The authors enrolled 100 patients with radiologic confirmation of symptomatic knee osteoarthritis who had not received an intra-articular injection in the past three months. To qualify for the study, the patients had to have no clear evidence of chondrocalcinosis or ligament insufficiency, and no history of inflammatory arthritis, crystalline arthropathy, or neuropathic arthropathy. Participants were randomized to receive one course of three weekly injections of hyaluronic acid or a single 2-mL injection of the corticosteroid solution with an anesthetic. Patients receiving the corticosteroid preparation could request a second injection during the study period, if needed.

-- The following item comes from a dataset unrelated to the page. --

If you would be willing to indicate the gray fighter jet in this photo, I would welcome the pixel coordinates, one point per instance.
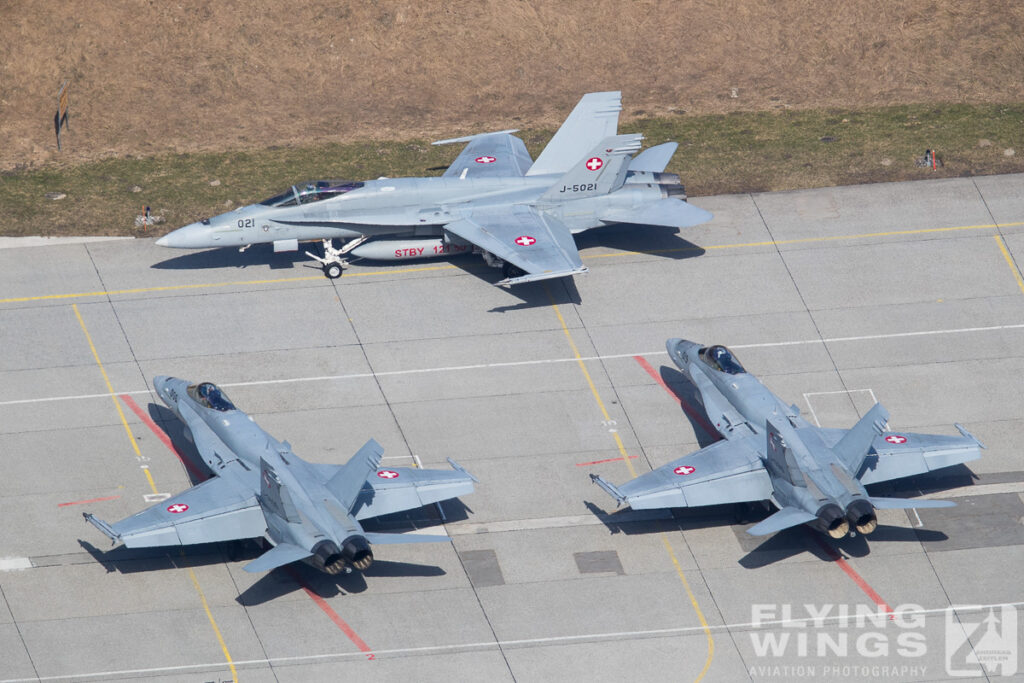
(814, 476)
(307, 511)
(519, 214)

Although pain and function improved in both treatment groups, no significant differences were noted between the two groups at three or six months. Rates of withdrawal from the trial and adverse effects from the injection were similar in both groups.
The authors conclude that intra-articular injections of hyaluronic acid or corticosteroids provide similar modest improvement of function in patients with osteoarthritis of the knee. Because hyaluronic acid is more expensive and requires three separate injections, the authors note that it probably is not an appropriate first-line treatment for patients with symptoms of knee osteoarthritis who are considering intra-articular injections.